Lärm. Martin hetzt durch die Straße, vorbei an röhrendem Metall, murmelnden Schemen und brüllenden Stämmen, die ihre Äste wie ein Geflecht über den Weg legen. Kein dumpfes Moos, nur knacken und prasseln, Schritte brechend wie Wellen. Er stolpert, greift haltlos und bekommt einen schrillen Ton zu fassen. Eine Entschuldigung verlierend hastet er weiter. Gerade aus, links und rechts Töne: dutzend, hundert, vielleicht tausend? Das Geschrei verdichtet sich. Zwei heulende Sirenen fallen ein. Aus Einem Lärm wird ein vierköpfiges Ungeheuer, das abwechselnd röhrt, brüllt, schreit, schnaubt, stampft und alles vermischt. Martin steht. Keucht. Röchelt. Unter das Stakkato der Tonindustrie mischt sich bedächtig, aber fordernd, unterschwellig, aber doch alles übertönend, erst sanftmütig, dann penetrant, lieblich, dann höhnisch, ein hymnischer, alles durchdringender Ton.
Gejagt. Gehetzt. Gefasst? Ein verzweifelter Seufzer, keine Wahl, und Martin stürzt sich in Richtung eines Kopfes, hinein in den Schlund. Er rennt. Vorbei an fauchenden Maschinen, ihre Schlünde wie Schlangen zuschnappend, vorbei an kreischenden, und gleich fluchenden Gebilden, vorbei an wütenden Rufen, nacktem Geschrei; die, seine panische Hast – ist fremd.

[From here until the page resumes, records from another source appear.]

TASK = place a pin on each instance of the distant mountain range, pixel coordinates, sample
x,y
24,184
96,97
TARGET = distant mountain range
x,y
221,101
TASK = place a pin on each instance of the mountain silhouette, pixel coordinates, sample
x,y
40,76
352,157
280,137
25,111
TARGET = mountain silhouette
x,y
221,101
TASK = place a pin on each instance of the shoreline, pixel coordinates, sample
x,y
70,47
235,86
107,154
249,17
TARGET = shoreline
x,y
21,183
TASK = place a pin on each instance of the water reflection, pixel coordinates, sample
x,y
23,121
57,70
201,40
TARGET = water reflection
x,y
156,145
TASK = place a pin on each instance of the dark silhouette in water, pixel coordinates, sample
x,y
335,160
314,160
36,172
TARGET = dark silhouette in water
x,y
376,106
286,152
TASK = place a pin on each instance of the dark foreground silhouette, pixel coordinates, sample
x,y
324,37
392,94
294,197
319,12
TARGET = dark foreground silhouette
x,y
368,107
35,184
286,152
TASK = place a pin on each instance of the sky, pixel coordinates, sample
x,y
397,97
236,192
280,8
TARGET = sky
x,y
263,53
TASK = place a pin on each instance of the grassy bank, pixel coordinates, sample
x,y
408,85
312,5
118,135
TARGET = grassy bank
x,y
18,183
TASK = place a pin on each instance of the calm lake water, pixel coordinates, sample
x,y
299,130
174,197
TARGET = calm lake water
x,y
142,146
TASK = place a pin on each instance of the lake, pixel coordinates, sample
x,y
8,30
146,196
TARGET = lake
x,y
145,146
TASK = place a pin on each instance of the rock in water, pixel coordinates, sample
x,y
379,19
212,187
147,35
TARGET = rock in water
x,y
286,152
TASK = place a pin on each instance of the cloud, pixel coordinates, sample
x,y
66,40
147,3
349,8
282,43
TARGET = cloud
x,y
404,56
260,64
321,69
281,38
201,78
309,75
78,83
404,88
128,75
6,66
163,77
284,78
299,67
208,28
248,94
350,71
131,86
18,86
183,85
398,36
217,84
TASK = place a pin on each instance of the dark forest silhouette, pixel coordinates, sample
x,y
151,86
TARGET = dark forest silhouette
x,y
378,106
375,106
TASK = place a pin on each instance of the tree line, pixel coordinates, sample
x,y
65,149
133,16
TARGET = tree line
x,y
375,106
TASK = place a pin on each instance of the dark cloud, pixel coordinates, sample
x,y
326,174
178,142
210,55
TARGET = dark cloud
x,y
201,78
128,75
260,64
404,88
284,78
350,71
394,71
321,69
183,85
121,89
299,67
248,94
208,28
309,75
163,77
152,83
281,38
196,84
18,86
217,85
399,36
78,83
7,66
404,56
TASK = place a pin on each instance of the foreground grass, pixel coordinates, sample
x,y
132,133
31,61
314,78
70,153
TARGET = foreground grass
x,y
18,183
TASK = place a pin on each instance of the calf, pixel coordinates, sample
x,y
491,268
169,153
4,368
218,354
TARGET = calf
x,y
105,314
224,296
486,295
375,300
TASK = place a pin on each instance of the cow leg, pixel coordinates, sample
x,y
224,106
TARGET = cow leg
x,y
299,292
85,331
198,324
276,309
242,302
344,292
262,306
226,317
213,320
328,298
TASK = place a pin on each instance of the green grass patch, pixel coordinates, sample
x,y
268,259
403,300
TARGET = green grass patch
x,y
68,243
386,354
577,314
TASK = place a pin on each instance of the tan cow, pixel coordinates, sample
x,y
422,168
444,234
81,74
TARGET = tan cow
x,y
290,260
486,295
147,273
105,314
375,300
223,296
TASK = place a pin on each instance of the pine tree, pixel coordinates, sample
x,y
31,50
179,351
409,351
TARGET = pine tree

Das Flüstern der Angst erhebt sich zu einem Echo, hundertfach zurückhallend aus den Schluchten der Lautewelt. Der eine Ton, kurz verklungen, schwillt an, um sofort, nach einem kurzen, eindringlichen Biss, abzuebben. Plick, Plack, Plick, Plack. Von den Höhen beginnen kleine, dumpfe Tönchen, erst sanft und leicht ein paar, dann hart und schwer ganz viele, ihren Weg in das Getöse hinein zu suchen, ihren Weg zu bahnen, bis aus dem Rieseln ein mörderisches Prasseln geworden ist, das in die Flut der Laute einstimmt. Die Tonlandschaft beginnt zu verschwimmen, überall, überall wie ein entfesselter Minotaurus wütet der Ton der Unterdrückung.
Doch da!
Martin schlingert inmitten der aufgewühlt bellenden See; Und dort! ein schmales lautfremdes, klangloses Gäßchen, sanft schaukelnd, am Rande des Gewitters – noch blitzt es nur, aber bald schon wird man den Donner hören. Rettung, dorthin, er muss! Martin strauchelt, stolpert, kriecht, wirft sich vor, kratzt, kämpft, umkreist von Hyänen, hungrig, ausgemergelt, lang schon ohne Futter – das Aas, die Musik. Die Gasse, eine Tür, Martin hört die Stille. Inmitten der auditiven Apokalypse, der Tod auf dem Notenschlüssel reitend, die Pest dumpf paukend, das Feuer knackend und prasselnd, der Hass, eine Sirene des Odysseus, kreischend. Vier Jäger. Eine Beute. Vier Töne. Ein Ohr. Zwei Notenstufen entfernt: Rettung, er ist da -
doch!
Schmerz. Hämmernd, pochend, lechzend, spitz, verletzend. Der Ton. Er ist da, ist alles, ist. Das Stakkato, der Lärm, das Geschrei, hymnisch, rhythmisch, alles ihm folgend, wogend, hin und her, ekstasisch bebend, organisch, kraftvoll, blutrünstig verzückt, animalisch, dämonisch. Fratzenhaft erhebt sich der teuflische Klang, unerträglich pfeifend, niemals tragbar, alles erfüllt, Zeichen der Endzeit, ein Ton, hinübergleitend in die Sphären des Hades, knöchern greift er zu, ein letztes Gellen und...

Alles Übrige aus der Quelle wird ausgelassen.